ワカは小さな町に降り立った。宇宙嵐モンズ星人のジルからもらった携帯が点滅する。地球にいるケル星人を追って校庭の広い小高い坂の上の中学校へ着いた。校門をくぐり、途中グランドではサッカー部と野球部が練習中だったようだ。みんなジルの時間制御で止まっている。ゴールキーパーが宙でジャンプ。時間が動き出したら急に地面に落ちて痛いだろうな。そう考えると「ぷっと笑える。」思わず口に出してしまった。「そうよね。でもケンタはタフだから大丈夫よ。」声は後ろから聞こえた。動いている。「あなたはケル星人?」「そうよ。なんでわかった?」「当たり前じゃない、今、動ける地球人は誰もいないわ。」セーラー服の可愛い彼女は、「そうよ。でもお姉さんはケル星人じゃないわよね。」「え、地球人よ。それに私の名前は、お姉さんじゃなくて、ワカ高1よ。」「私はミリ。

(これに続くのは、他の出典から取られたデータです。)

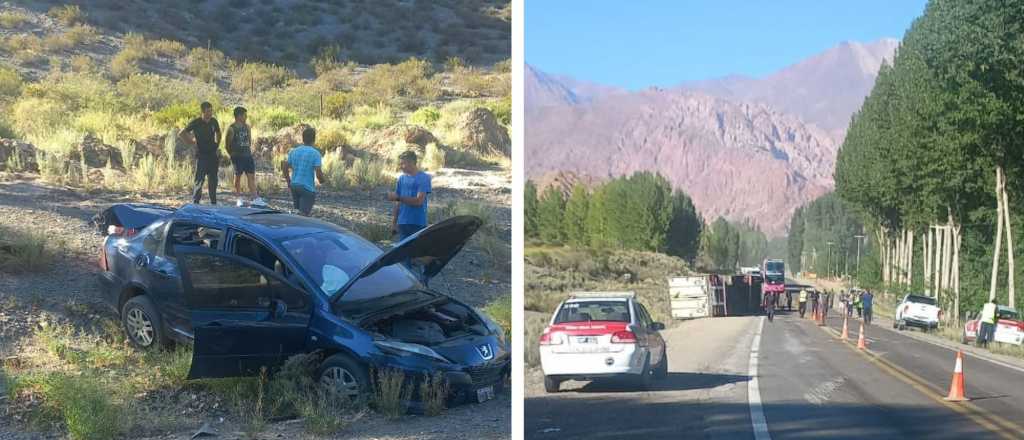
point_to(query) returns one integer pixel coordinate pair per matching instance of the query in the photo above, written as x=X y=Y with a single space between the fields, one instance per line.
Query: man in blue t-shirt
x=305 y=161
x=411 y=198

ところでこの時間制御は誰の仕業?せっかくケンタの朝練見に来たのに。夏季大会の準々決勝も近いのに邪魔するなら、許さない。ケンタにとって大事な試合なんだから。」私は「ごめんなさい。練習の邪魔をする気はなかったの。でも正直今は、この地球にとって緊急事態なの。」ミリがふわっと宙を浮き私の目の前に来た。「ワカ姉さん話して。」私は姉さんの呼び名に違和感を感じたが仕方ない。年下の中学生だ。ここはスルーで「ミリ、信じられないかもしれないけど、今、大きな彗星が地球に接近しているの。」ミリは「当たり前のように知ってる。私達と同じ帰れない、いつもの偵察監視の彗星でしょう。」と答える。「ミリその彗星の名前は妖星ケルよ。」ミリが目を丸くして「えー!妖星ケル!ケル星の最強の彗星よ。最終兵器よ。妖星ケルからは、どの星も逃れられない。」「そうよ、ミリ。地球にぶっかって地球が、みんなが、全部消滅してしまうのよ。あなたの好きなケンタ君も消えてしまうのよ。そんなの耐えられる?」ミリは「そんなダメに決まってるじゃない。」私はミリの両肩を捕まえて「そうよね。だから私に力を貸して。ケル星人のケブンを探しているの。ミリ居場所知らない?」「ケブン?ケブンっと言えば伝説の妖星よ。でも居場所は知らない。それに生きてるいるかもわからない。」「でもミリお願い、何か噂でもいいから何か、思い出せない?ケブンは120年前にこの地球を消滅させるために来た彗星なの。ケブンなら近づいている妖星ケルの回避方法を知っているかも知れない。ジルが言ったの。」「ワカ、ジルって誰?」「ジル、ジルは宇宙嵐モンズ星のジルよ。」「ワカ、すごい星人と友達なのね。宇宙嵐モンズ星って言ったら、どの星も逃げ出すくらいの破壊力を持っているのよ。無限の底なしの星よ。でもそのモンズが味方なら、衝突もほんとに回避できるかも。」「だから、ミリ何か、覚えていない?ミリの好きなケンタ君を救うんでしょう。」ミリは、脳内で思い出していた。この地球に片道の戻れない任務、偵察監視の彗星で流れ落ちた日のことをケンタは私の光を見て“きれいだ”と言ってくれた。帰ることのできない、寂しいた彗星の私の心を救ってくれた。そして私はその地上のケンタの声を頼りにこの街にやってきた。人型をコピーして普通の中学生の女の子として紛れ込んだ。得意の記憶操作を使い周りの人間を操作した。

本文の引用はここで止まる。